‘Simply meant to be’: Resident feels at home in emergency department

Posted on October 21, 2021 by Lindsay Lyle
Lindsay Lyle

Elizabeth Ekpo, M.D., a third-year emergency medicine resident and first-generation Nigerian-American, practices traditional Nigerian dancing. Download larger image

Elizabeth Ekpo, M.D.Elizabeth Ekpo, M.D., is pleased to have found her place as a resident at USA Health, thriving in the challenging and unpredictable environment of the emergency department.

A first-generation Nigerian-American, Ekpo is the youngest sibling of three female doctors – the oldest a family physician, the middle a dermatologist, and she a soon-to-be board-certified emergency medicine physician.  Their late father, who was a professor in Nigeria, immigrated to the United States with hopes of returning to his home country eventually. He died of a stroke before he could fulfill his dream, but his legacy lives on in his three daughters. 

“He motivated my sisters and I to reach our fullest potential because he wasn’t given the same opportunities,” said Ekpo, now in her third year of residency training in emergency medicine. With a passion for global health, she and her sisters one day plan to open a clinic in her parents’ hometown in Nigeria.

Ekpo was born and raised in Wichita, Kansas, and later moved to Garland, Texas. Growing up in the Great Plains, she is used to standing out.

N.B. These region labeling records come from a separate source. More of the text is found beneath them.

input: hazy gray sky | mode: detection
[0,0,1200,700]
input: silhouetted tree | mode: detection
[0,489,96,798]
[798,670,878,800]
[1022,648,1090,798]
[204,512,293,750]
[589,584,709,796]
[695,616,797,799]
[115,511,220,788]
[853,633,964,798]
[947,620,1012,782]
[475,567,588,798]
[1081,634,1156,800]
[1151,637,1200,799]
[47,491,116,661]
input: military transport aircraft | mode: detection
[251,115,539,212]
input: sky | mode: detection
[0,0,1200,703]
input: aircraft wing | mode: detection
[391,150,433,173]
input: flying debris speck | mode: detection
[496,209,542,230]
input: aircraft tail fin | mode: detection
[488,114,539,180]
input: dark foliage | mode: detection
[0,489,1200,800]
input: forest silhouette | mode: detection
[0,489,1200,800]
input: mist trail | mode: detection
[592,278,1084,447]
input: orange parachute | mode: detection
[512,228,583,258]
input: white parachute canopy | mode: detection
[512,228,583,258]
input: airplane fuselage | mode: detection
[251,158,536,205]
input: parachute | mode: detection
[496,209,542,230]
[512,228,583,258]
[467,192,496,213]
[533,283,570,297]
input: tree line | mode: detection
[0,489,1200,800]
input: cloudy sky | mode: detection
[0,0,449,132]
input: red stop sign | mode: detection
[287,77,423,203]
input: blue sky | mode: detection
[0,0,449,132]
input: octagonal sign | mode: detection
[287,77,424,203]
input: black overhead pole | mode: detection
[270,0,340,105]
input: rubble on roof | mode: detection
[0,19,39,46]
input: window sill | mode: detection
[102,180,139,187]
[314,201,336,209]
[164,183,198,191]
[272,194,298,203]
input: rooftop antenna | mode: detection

“I had a great childhood, but I often occupied spaces where I was the only person of my race and/or gender,” she said. "My father always told me that 'as a Black woman, you will have to work twice as hard to be considered half as good.' It was a quote that often bothered me, but ultimately prepared me for the realities of the world. The medical fields have made great strides since the 1950s, but diversity and gender inclusion is still a work in progress.”

After earning her medical degree from the University of Texas Medical Branch at Galveston, Ekpo pursued a residency in orthopaedic surgery – a specialty in which women make up 6.5 percent of the field and Black women even less.

Although Ekpo enjoyed the fast pace and procedure-based approach of orthopaedic surgery, she felt unfulfilled halfway through her intern year. “It was not until I rotated in the emergency department that everything clicked!” she said. “I had a truly amazing experience during my month-long rotation. It was then that I made the decision to switch to emergency medicine.”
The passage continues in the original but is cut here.